RÉCIPROCITÉS

CHANTAL GOULET—MARIE A. CÔTÉ—SYLVIE BOUCHARD—SYLVIE READMAN

RÉCIPROCITÉS

A Michel Saint-Onge's invitation

 

  • Exposition
© Exhibition, "Réciprocités", Galerie B-312, 2002.
23 février 2002 au 23 mars 2002

A year ago, when preparing the programming for the 2001-2002 season, the year commemorating its 10th anniversary, Gallery B-312 proposed to invite a scientist to design an exhibition as a scientist. It had in mind this threefold question: how does the scientist's sensitivity intersect with that of the artist? How would the artist respond to the questions of an art-oriented scientist? and what can be discovered at the end of such an experiment? For the 4th exhibition of the six programmed in the exceptional setting of its 10th anniversary, and as a continuation of this project to explore the porosity of the boundaries between disciplines, Galerie B-312 is hosting Réciprocités, an exhibition designed by Michel Saint-Onge, a physicist by profession.
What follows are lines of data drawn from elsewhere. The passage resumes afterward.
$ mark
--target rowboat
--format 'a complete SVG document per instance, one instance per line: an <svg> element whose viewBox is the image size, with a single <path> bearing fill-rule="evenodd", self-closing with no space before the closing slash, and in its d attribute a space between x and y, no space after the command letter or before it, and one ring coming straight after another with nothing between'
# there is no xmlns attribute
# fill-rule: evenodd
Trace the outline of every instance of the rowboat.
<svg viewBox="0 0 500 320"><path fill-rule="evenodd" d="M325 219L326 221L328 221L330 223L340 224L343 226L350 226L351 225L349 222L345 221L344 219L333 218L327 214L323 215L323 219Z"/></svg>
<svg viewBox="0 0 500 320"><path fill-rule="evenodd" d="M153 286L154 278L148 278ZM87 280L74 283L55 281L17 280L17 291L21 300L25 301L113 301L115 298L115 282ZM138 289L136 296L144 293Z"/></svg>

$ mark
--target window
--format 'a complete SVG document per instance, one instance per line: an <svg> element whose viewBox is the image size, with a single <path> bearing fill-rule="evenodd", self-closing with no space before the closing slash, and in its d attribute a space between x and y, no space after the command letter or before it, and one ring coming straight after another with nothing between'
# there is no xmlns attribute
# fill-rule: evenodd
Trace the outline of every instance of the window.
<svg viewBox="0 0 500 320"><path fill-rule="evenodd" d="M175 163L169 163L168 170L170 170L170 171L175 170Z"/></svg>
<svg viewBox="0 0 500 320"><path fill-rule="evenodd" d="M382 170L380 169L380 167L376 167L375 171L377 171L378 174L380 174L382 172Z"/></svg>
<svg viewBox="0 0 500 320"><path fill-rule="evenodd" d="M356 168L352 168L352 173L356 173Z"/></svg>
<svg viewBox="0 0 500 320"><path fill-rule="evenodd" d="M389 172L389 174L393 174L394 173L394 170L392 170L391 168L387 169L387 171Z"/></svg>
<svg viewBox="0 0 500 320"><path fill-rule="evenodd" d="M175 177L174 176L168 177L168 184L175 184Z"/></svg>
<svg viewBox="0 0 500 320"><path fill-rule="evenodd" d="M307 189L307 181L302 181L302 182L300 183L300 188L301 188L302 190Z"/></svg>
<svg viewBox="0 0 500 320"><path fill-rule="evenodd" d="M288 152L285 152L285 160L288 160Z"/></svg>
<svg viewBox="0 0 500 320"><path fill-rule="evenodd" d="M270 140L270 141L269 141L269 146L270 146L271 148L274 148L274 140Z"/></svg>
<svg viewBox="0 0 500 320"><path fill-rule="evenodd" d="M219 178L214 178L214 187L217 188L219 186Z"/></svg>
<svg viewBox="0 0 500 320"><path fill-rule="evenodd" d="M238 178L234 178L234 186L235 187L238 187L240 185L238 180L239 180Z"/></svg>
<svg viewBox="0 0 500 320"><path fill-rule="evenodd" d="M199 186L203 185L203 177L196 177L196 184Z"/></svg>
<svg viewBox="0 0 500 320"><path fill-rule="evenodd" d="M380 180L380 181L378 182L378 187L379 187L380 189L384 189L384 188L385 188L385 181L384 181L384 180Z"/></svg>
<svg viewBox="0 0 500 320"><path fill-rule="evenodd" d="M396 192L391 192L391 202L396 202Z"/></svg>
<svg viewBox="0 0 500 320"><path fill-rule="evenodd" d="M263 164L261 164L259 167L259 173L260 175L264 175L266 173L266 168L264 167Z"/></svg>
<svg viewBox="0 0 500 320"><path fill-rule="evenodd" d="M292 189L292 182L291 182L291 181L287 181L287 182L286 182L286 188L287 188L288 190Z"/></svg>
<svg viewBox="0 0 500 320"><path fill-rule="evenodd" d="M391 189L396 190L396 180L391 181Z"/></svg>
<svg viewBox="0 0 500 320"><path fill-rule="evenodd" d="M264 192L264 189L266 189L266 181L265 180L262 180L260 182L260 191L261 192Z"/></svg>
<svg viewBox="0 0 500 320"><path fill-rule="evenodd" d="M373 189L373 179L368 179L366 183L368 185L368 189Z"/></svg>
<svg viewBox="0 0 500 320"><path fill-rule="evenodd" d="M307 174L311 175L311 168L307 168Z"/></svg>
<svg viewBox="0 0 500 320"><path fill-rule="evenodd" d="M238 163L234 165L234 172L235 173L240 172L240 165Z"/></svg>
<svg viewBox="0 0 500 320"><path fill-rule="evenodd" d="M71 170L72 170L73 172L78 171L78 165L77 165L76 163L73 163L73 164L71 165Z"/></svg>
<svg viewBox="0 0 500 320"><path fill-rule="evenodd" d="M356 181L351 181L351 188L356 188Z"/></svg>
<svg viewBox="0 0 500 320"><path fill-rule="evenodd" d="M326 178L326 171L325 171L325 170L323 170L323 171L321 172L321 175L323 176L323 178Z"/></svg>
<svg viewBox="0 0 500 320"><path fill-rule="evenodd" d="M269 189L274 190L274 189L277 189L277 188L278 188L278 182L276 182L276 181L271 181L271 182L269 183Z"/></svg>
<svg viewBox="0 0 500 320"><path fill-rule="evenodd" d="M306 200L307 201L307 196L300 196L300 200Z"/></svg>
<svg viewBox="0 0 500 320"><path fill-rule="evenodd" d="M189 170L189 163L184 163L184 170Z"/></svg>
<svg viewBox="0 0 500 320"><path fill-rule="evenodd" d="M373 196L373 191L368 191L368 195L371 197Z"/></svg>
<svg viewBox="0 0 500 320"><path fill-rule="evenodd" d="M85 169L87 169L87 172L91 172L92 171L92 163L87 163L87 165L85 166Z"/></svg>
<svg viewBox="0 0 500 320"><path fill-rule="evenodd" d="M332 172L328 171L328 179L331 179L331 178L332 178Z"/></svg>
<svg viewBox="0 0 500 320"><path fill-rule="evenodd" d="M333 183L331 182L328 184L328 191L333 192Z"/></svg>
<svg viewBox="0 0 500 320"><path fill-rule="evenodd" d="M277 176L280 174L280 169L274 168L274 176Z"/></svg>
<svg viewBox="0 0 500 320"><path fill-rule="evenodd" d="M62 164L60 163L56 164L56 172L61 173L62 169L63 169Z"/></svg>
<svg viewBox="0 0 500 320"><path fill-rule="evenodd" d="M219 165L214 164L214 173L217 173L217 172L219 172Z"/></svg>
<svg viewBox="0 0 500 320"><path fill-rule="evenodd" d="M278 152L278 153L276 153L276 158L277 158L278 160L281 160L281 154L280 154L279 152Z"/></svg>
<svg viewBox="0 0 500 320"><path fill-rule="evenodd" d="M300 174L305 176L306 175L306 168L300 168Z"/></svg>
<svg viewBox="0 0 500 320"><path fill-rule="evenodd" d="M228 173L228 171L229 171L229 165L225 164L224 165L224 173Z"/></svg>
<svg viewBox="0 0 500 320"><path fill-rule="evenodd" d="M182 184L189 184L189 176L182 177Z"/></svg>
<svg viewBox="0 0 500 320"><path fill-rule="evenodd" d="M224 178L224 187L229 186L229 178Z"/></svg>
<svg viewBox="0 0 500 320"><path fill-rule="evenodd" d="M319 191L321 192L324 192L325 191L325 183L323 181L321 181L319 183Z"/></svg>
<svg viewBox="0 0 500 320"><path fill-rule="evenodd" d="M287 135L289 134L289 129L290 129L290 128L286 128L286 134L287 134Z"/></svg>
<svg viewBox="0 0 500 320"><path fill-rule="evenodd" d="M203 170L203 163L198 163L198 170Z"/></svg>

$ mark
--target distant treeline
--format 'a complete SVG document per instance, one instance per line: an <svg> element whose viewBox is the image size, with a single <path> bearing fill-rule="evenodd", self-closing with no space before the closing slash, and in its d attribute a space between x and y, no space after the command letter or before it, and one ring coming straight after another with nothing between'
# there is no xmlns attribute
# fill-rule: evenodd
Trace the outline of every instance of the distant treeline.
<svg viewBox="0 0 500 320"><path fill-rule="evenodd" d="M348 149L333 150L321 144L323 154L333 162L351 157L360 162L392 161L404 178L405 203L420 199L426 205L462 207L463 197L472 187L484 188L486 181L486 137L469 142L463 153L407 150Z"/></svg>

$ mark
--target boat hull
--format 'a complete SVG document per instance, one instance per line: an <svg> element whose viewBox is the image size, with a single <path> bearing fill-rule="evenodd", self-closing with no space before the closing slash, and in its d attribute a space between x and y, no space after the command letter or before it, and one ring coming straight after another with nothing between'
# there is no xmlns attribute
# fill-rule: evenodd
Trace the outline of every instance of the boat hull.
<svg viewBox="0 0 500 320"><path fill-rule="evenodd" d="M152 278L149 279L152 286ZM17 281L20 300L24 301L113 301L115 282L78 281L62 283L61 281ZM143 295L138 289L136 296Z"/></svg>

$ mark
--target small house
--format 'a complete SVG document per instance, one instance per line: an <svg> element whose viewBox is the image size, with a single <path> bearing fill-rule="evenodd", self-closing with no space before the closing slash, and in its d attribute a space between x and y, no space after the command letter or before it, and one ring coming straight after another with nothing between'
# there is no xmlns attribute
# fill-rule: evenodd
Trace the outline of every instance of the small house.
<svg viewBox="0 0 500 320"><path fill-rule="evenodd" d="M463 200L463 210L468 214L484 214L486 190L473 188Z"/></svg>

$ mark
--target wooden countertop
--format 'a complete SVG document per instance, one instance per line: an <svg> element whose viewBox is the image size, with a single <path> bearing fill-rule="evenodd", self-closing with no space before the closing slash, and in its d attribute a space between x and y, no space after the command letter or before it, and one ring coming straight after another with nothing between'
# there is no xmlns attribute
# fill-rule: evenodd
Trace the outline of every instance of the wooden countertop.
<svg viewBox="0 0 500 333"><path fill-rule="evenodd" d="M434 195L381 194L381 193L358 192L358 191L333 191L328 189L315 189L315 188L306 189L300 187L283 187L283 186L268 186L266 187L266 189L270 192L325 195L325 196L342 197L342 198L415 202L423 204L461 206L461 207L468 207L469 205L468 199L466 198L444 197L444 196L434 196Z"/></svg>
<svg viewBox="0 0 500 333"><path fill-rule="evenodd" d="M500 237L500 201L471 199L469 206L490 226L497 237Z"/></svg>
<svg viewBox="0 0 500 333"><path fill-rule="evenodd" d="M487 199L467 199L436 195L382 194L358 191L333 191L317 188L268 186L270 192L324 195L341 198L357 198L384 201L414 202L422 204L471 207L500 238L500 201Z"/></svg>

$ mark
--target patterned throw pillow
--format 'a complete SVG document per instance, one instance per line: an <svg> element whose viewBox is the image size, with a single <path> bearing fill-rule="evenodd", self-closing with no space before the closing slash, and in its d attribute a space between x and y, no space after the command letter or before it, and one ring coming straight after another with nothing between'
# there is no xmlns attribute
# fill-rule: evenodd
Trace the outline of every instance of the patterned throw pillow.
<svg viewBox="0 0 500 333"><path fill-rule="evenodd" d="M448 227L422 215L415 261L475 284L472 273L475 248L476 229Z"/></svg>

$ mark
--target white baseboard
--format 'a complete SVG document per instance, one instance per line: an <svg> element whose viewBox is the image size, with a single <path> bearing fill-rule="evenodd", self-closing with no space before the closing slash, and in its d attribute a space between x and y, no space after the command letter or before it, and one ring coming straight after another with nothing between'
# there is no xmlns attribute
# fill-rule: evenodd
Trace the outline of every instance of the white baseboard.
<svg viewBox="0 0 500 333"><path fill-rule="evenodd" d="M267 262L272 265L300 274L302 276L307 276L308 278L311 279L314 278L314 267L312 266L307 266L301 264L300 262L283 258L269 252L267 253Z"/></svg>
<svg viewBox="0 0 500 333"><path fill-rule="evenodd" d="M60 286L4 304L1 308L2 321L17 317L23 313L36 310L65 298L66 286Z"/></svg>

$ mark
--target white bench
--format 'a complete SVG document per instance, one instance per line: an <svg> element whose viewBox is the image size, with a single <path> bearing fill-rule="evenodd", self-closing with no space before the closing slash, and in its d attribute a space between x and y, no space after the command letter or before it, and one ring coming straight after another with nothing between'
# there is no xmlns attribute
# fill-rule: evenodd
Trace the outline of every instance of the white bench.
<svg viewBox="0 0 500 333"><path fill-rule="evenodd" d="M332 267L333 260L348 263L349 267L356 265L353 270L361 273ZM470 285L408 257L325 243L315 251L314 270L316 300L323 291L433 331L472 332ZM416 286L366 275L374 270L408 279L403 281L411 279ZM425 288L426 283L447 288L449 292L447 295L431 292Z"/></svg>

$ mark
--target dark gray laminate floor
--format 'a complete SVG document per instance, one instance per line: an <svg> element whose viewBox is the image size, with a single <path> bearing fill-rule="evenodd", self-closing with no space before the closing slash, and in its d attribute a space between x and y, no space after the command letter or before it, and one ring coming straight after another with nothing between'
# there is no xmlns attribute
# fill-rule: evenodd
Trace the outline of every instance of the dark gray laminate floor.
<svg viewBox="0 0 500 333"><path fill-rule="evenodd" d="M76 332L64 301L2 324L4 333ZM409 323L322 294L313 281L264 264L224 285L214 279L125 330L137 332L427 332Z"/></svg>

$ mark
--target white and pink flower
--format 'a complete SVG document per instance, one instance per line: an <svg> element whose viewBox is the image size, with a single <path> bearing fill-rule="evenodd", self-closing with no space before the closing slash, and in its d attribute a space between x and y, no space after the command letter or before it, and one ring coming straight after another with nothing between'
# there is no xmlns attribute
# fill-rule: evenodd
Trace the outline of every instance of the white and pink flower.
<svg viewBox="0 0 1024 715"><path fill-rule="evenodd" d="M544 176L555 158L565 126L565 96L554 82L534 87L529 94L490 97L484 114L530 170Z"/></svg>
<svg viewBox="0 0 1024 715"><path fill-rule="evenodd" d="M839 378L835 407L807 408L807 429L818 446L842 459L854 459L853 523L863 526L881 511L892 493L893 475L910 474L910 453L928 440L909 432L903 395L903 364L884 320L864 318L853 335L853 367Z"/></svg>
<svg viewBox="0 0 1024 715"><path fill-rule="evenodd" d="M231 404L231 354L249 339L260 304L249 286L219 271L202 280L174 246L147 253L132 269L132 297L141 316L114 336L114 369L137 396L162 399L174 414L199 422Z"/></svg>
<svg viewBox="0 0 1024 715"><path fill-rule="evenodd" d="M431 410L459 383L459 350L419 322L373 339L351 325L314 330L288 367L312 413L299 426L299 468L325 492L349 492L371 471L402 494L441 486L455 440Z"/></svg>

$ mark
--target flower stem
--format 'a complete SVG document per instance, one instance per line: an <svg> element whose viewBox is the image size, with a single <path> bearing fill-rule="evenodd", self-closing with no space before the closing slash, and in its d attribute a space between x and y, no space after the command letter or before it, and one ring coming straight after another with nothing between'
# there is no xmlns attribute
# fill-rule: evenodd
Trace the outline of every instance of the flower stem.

How did MichelSaint-Onge do it? First of all, he recognized in the motif of nature the characteristic that science and art have always shared. But he also recognized another trait that science and art share, but this time in the form of difference; it is the incalculable. This incalculable that the scientist tends to deny, the artist seems to take the measure of it on the poetic mode. Based on this intuition, Michel Saint-Onge persuaded Sylvie Bouchard and Chantal Goulet, both painters, Sylvie Readman, photographer, and Marie A. A ceramist known for her installations, to exhibit together on the horizon of an all-scientific observation: the changes that testify to our relationship with nature are incalculable in their effects. Réciprocités was then born. The exhibition brings together original works, in which we will be able to recognize the unique mark that each of artists makes on the material, colour and light, on the space and the objects that materialize it, on time and the past that gives it consistency. But because Réciprocités stems from a desire to invoke artistic practice to evoke scientific practice, all the works are coupled with a constant: the incalculable. In art, this incalculable is circumscribed in and by the aesthetic experience that the work is capable of offering; an experience in which the spectator finds precisely the opportunity to take the measure of this incalculable. In science, the incalculable is offered to experience only in the form of the risk that is taken in the application of scientific knowledge. Réciprocités thus opens for a moment the veil of beauty over a feature of human reality in its most contradictory form: death portrayed in the form of the possible.